The Health of Nations: Towards a new political economy
In Team America – World Police, the rollicking spoof of the War on Terror by the creators of South Park, the Tim Robbins character explains the evils of capitalism: “The corporations finance Team America, and then Team America goes out... and the corporations sit there in their... in their corporation buildings, and... and, and see, they're all corporation-y... and they make money”. This came to mind while reading The Health of Nations: Towards a new political economy, by Gavin Mooney.
The Health of Nations: Towards a new political economy, Zed Books, RRP$34.95, pp328, ISBN 9781780320595
By Gavin Mooney
Reviewed by Adrian Rollins
In Team America – World Police, the rollicking spoof of the War on Terror by the creators of South Park, the Tim Robbins character explains the evils of capitalism: “The corporations finance Team America, and then Team America goes out... and the corporations sit there in their... in their corporation buildings, and... and, and see, they're all corporation-y... and they make money”.
This came to mind while reading The Health of Nations: Towards a new political economy, by Gavin Mooney.
In the book Professor Mooney, who has carved out a 40-year career as a health economist, poses important questions about why there is so much sickness and death in the world, and why gaping inequalities in health persist, despite huge advances in medical treatments and technology, and the enormous sums being spent on health care.
But the answer he provides is, just like that from the Tim Robbins character, disappointingly facile.
Professor Mooney lays the blame for the world’s ills on “neoliberalism”, by which he means a political and economic outlook that prizes free markets and trade, strong property rights, individual freedom and minimal government interference.
In health, he argues, this has led to a focus on medicine and individual care rather than the underlying social determinants of health, such as poverty, inequality, housing, education and transport.
From Mooney’s viewpoint doctors are, at best, unwittingly complicit in a system that puts a premium on the health of the rich and damns the rest to benign neglect or worse.
There is nothing subtle about his argument.
The health system is run by, and for, the well-off: pharmaceutical companies shower doctors with money to convince them to prescribe their products, and doctors “willingly connive” with the rich and powerful to devote most health resources to looking after them. As an example of this, he argues, you do not have to look much further than the resources thrown at the battle against obesity compared with that devoted to tackling developing world health problems.
“The power in health care currently rests all too much with the medical profession and the pharmaceutical industry, and all too little with the citizenry,” Mooney writes.
The problem is, there is little in the way of evidence provided to back up his assertions.
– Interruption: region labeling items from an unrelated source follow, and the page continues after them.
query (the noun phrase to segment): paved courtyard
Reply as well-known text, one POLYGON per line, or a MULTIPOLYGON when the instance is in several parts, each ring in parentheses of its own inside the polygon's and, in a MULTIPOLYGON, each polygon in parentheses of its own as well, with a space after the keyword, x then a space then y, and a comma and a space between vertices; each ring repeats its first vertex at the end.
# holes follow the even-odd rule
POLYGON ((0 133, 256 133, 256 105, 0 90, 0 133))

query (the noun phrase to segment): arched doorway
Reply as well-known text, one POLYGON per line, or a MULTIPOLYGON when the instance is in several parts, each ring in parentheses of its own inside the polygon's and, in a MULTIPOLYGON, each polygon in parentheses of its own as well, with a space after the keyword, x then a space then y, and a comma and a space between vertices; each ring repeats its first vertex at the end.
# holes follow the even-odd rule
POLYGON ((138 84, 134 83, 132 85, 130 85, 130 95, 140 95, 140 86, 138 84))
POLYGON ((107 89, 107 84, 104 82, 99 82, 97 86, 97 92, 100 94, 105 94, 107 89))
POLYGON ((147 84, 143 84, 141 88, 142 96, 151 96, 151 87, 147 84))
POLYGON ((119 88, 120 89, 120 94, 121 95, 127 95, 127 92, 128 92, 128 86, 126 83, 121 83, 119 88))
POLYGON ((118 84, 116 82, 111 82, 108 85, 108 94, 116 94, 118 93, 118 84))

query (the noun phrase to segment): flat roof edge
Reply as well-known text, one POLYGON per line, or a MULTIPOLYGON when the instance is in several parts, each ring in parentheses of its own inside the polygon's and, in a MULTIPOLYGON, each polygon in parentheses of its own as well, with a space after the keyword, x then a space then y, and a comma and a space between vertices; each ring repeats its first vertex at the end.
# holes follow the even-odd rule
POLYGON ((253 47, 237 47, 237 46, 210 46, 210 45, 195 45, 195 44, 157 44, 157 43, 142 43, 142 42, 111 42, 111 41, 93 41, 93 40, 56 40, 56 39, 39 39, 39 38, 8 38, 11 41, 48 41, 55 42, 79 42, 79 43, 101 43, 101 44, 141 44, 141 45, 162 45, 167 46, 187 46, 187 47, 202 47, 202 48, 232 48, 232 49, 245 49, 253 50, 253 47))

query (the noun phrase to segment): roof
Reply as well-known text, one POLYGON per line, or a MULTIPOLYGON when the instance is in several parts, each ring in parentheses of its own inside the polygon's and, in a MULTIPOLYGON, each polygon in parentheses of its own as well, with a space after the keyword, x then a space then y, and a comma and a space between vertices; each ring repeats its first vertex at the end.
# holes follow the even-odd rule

In a passage that fairly quakes with indignation, Mooney excoriates the medical profession for being “in the pockets” of Big Pharma.
For him, it is axiomatic that doctors who receive any sort of funding or assistance from pharmaceutical companies will suspend any capacity for independent thought and simply do their bidding.
Mooney adopts a similarly simplistic view of the migration of health workers from places like Africa and Asia to developed countries.
“The West does not care that, with the freeing up of markets under neoliberal globalisation, by ‘stealing’ doctors and nurses from poor countries, they are creating very serious workforce shortages in these countries…This is an example of the selfishness of the neoliberal West,” he writes.
The solution commonly proposed to this ‘problem’ is to somehow bond doctors and nurses to their home countries.
As development expert Michael Clemens points out, this is a view that essentially treats heath workers as objects, rather than intelligent human beings who should have freedom to choose where they work.
Clemens says there is little evidence to suggest that somehow making doctors and nurses from developing countries stay at home does much to improve health care.
For example, a South African study found that many health workers who could not emigrate simply dropped out of the profession altogether.
Mooney’s ‘solution’ to the ills of health care is to convene citizens’ juries to set the principles and priorities for health services, based on information provided by a group of experts.
But who selects the citizen jurors, and the experts who advise them? And what happens if a jury is irrevocably split?
Like other propositions and assertions made by Mooney, the idea seems to be only partially formed and tested.
The Health of Nations appears to be a heart-felt testament to the failures of the current health care system and what needs to be done to improve it.
But its disappointingly thin analysis renders the diagnosis – and the prescribed treatment – far from compelling.